You can run the same curl commands as you did when you ran the flask server earlier, and see that you're getting the same results.

curl "${API_URL}/v1/predict?image_url=https://fsdl-public-assets.s3-us-west-2.amazonaws.com/paragraphs/a01-077.png"

You can shut down your docker container now.

We could deploy this container to a number of platforms.

For example, you could deploy it very easily using https://render.com

Serverless

Another way to deploy this app is as a serverless function. Both AWS and GCP have support for this kind of deployment. We will use AWS Lambda.

Check out api_serverless/app.py and api_serverless/Dockerfile.

We can build the container with

cp ../requirements/prod.txt requirements.txt
docker build -t text-recognizer/api-serverless -f api_serverless/Dockerfile .

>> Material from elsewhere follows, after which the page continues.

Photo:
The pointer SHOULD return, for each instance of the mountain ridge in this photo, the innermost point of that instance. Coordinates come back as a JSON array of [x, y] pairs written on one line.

Let's run the container with

docker run -p9000:8080 -it --rm text-recognizer/api-serverless

We can send GET requests to the serverless function running locally with

curl -XPOST "http://localhost:9000/2015-03-31/functions/function/invocations" -d '{ "image_url": "https://fsdl-public-assets.s3-us-west-2.amazonaws.com/paragraphs/a01-077.png"}'

We can now easily deploy this to AWS Lambda and hook it up to images being uploaded to S3, for example.

Or, we can put a lightweight REST gateway in front of it, and also set up some basic monitoring -- as we will do in the next lab!

Homework

Follow these instructions! If you're able to, then you're able to get the basics of Docker and Python web servers.

For a deeper understanding, try using FastAPI instead of Flask.